1. Wie lange dauert die Immunfärbung wenn PeproTech’s Western Blot Protokoll verwendet wird?
Der Western Transferprozess dauert ungefähr 6 Stunden vom Transfer des Proteins bis zur Sichtbarmachung der Banden.


2. Was für eine Art von Molekulargewichtsmarker sollte verwendet werden?
PeproTech verwendet den Novex® Sharp Pre-stained Protein Standard in allen Western Blots, die wir in unseren Labors durchführen, aber es muss nicht dieser Molekulargewichtsmarker verwendet werden. Allerdings sollte ein pre-stained Molekulargewichtsmarker verwendet werden, sofern man nicht mit der ECL-Methode arbeitet.


3. Ist beim Western Blot die Verwendung einer Positivkontrolle notwendig?
Ja, um genau zu wissen wie sich das Zielprotein im Western Blot darstellt, sollte auf dem Gel eine Positivkontrolle verwendet werden. Wenn PeproTech Antikörper im Western Blot verwendet werden, empfehlen wir dafür das entsprechende rekombinante Protein von PeproTech zu verwenden, welches für den Antikörper als Immunogen verwendet wurde.


4. Ist das Bewegen der Membran während der Inkubationszeiten wichtig?
Ja, es ist wichtig dass die Membran während der Inkubationszeiten bewegt wird. Wenn die Membran nicht bewegt wird, können die Antikörper, der Blockpuffer und der Waschpuffer nicht gleichmäßig auf die Membran einwirken und so einen fleckigen oder ungleichmäßigen Hintergrund erzeugen. Es kann auch die Erkennung der Proteine durch die Antikörper beeinträchtigen.


5. Ist es notwendig während des Proteintransfers Fließpapier zu verwenden?
Ja, während des Proteintransfers ist es notwendig das Fließpapier als Barriere einzusetzen, da es hilft das Gel und die Membran vor Schaden durch direkten Kontakt mit den Schwämmen bzw. Elektrodenplatten zu bewahren, ohne den elektrischen Stromfluss zu beeinträchtigen.
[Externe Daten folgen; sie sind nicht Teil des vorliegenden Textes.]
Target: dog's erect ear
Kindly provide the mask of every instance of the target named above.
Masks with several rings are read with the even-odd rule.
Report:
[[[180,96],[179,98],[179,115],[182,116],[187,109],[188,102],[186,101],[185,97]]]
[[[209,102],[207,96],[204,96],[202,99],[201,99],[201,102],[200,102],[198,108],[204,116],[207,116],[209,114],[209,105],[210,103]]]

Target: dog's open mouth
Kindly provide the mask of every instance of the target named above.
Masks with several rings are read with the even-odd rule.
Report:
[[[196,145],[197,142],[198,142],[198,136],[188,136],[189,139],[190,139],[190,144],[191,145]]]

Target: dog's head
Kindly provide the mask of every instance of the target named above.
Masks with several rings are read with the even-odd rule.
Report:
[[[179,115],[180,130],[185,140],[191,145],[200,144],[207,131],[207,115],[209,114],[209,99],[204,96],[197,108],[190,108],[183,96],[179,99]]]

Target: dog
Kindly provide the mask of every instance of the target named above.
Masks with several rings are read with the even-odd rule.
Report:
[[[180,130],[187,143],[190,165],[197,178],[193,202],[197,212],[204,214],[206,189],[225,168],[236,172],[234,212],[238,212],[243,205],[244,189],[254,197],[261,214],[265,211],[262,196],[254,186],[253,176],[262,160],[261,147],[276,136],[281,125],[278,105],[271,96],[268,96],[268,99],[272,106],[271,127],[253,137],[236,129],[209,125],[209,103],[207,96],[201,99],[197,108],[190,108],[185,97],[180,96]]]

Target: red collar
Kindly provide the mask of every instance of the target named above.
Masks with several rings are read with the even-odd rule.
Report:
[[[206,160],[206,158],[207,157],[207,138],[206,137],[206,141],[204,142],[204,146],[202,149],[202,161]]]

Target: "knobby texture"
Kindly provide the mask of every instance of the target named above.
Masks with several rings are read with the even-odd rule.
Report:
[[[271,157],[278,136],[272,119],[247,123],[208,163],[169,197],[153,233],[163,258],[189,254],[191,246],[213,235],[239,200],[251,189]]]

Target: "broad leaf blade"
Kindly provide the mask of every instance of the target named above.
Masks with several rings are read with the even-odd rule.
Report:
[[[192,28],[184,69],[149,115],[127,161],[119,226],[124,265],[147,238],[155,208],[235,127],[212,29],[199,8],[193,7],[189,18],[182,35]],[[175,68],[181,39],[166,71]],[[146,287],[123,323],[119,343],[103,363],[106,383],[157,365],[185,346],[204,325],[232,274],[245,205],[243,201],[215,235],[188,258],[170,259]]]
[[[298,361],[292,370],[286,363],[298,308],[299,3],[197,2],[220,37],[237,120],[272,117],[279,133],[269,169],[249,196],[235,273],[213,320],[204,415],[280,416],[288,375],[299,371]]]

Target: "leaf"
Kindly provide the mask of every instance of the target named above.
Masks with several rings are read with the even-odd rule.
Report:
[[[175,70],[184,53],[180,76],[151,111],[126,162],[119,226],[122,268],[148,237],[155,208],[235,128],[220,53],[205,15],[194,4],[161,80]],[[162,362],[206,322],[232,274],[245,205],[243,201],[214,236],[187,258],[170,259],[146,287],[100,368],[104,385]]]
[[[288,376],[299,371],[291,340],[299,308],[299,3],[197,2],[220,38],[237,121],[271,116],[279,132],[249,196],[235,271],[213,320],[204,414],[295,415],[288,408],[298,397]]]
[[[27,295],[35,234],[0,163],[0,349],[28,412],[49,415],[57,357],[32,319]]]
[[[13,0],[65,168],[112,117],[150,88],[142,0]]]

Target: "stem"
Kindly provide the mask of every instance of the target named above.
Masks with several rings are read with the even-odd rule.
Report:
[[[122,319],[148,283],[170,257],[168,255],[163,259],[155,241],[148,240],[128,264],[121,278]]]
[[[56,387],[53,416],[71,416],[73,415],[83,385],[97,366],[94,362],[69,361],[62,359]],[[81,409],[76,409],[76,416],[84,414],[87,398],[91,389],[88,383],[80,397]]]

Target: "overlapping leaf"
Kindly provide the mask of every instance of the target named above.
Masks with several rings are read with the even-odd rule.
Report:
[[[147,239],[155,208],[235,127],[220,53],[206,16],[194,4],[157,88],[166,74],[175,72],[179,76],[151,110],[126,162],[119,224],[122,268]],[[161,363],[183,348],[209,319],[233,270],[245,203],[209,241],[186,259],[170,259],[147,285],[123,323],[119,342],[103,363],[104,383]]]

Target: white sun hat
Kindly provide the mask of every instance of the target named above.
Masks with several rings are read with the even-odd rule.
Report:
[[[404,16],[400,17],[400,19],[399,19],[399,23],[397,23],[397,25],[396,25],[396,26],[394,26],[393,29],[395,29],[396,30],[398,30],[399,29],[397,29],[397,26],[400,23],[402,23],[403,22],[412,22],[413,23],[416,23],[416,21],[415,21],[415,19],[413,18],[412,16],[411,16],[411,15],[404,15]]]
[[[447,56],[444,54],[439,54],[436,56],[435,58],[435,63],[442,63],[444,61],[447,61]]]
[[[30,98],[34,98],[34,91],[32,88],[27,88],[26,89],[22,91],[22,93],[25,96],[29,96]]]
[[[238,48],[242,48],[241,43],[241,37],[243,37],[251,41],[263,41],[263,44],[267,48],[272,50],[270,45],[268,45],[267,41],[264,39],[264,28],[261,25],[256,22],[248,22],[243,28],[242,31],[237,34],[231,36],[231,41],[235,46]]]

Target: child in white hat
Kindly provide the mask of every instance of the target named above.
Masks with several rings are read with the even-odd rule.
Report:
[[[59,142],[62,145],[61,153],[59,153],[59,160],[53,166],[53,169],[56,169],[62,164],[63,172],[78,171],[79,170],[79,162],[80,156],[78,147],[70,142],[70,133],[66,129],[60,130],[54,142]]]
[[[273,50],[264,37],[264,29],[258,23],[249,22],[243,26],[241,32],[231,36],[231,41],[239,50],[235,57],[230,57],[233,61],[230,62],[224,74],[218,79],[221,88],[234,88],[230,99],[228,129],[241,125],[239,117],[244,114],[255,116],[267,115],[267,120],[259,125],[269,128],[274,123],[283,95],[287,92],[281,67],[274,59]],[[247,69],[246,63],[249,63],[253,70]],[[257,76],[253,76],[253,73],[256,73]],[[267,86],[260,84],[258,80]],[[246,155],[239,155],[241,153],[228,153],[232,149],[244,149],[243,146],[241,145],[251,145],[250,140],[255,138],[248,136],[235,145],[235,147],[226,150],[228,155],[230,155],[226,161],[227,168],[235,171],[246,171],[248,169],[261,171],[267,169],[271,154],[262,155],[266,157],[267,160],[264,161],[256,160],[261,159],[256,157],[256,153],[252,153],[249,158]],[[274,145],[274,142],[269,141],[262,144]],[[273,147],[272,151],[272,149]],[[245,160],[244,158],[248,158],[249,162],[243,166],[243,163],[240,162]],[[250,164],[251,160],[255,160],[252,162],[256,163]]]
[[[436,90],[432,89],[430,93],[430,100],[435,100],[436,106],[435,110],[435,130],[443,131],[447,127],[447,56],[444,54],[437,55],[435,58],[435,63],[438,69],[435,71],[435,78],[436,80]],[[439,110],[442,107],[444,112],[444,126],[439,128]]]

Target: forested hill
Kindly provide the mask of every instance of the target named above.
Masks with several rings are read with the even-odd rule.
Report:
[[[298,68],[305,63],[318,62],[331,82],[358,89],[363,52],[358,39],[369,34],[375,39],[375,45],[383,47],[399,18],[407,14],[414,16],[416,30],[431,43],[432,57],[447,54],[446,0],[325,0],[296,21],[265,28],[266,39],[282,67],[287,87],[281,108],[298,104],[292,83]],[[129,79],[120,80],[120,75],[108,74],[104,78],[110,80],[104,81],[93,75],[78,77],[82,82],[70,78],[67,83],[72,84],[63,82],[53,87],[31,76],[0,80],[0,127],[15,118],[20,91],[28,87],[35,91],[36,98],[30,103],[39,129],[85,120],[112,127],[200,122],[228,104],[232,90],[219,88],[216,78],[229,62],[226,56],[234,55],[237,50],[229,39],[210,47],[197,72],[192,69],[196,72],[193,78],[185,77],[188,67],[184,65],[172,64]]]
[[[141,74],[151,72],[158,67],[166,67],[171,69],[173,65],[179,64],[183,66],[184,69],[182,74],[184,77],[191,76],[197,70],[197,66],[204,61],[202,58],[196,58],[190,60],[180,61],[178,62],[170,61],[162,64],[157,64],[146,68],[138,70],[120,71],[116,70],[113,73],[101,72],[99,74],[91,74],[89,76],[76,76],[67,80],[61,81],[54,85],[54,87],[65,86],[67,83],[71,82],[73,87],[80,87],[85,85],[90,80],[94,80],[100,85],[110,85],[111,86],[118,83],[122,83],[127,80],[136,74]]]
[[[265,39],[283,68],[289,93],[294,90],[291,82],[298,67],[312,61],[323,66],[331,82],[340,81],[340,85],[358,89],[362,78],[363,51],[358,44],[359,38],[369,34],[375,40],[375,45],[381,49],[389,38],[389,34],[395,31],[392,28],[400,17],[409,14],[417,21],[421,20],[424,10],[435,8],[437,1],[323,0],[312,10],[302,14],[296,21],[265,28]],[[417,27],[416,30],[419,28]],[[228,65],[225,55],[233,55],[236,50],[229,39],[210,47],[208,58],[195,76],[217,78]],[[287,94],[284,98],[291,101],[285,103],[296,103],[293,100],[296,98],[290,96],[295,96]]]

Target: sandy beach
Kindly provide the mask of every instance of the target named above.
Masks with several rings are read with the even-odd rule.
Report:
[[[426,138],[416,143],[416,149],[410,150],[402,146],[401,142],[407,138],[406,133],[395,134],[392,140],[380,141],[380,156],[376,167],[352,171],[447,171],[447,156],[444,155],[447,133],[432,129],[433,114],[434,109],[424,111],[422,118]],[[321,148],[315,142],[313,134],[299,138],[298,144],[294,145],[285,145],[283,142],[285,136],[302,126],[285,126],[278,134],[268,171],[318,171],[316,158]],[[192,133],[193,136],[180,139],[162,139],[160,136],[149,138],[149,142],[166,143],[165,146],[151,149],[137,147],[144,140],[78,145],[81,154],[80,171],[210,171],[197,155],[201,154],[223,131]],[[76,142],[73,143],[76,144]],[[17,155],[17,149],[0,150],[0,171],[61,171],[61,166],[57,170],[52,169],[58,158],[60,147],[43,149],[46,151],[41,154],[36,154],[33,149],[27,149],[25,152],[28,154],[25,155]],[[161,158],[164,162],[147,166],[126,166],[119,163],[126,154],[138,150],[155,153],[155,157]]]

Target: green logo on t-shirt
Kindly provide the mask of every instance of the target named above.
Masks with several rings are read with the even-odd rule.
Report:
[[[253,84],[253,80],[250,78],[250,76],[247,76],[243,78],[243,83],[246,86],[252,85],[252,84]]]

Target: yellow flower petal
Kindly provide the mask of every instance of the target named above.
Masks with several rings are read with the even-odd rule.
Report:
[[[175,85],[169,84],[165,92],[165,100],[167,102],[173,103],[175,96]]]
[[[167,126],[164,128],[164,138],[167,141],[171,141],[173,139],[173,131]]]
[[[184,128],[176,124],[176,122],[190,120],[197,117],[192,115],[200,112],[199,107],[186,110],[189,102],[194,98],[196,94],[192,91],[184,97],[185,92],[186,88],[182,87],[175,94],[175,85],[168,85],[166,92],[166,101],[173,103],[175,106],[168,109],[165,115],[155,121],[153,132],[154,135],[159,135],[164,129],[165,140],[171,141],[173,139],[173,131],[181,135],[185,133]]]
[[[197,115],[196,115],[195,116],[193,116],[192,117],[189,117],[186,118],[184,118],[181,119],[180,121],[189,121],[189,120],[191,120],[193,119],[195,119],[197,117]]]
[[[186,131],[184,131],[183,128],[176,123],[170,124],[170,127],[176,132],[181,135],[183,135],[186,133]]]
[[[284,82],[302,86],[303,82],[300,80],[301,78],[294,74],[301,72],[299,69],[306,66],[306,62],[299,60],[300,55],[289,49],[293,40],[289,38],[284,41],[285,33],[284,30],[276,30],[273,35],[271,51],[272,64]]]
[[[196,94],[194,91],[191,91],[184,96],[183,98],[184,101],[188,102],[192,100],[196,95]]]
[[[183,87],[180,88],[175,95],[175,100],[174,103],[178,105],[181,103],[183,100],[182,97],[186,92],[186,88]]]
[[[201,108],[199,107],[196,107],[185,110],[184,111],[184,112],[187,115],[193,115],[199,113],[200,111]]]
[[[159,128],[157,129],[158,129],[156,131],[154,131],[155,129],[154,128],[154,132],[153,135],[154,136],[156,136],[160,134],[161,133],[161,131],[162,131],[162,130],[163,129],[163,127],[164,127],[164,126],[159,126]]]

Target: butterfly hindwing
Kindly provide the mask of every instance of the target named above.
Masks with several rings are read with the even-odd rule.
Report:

6. Muss das in PeproTech’s Western Transfer Protokollen empfohlene Farbentwicklungssystem benutzt werden?
Nein. Es gibt viele Farbentwicklungssysteme die für die Visualisierung in Western Blots verwendet werden können. Allerdings muss das ausgewählte System mit dem verwendeten Enzymkonjugat kompatibel sein. PeproTech verwendet einen Sekundärantikörper, der mit Alkalischer Phosphatase gekoppelt ist. NBT/BCIP ist für die Verwendung mit diesem Enzym geeignet, und wird daher für die Visualisierung unserer Western Blots eingesetzt.


7. Warum sind einige Ergebnisse von Western Blots stärker als andere, wenn man verschiedene Lots des gleichen Antikörpers verwendet?
Aufgrund der Natur polyklonaler Antikörper können von Lot zu Lot Abweichungen auftreten.


8. Kann im Western Blot ein Enzym-konjugierter Primärantikörper anstelle eines Primär/Sekundär-Antikörpersystem verwendet werden?
Ja, im Western Blot kann auch ein Enzym-konjugierter Primärantikörper anstelle eines Primär/Sekundär-Antikörpersystems verwendet werden. Allerdings wird durch die Verwendung eines markierten Sekundärantikörpers, der den antigenspezifischen Primärantikörper erkennt, das im Western Blot sichtbare Signal im Vergleich zu der Verwendung eines Enzym-konjugierten Primärantikörpers verstärkt.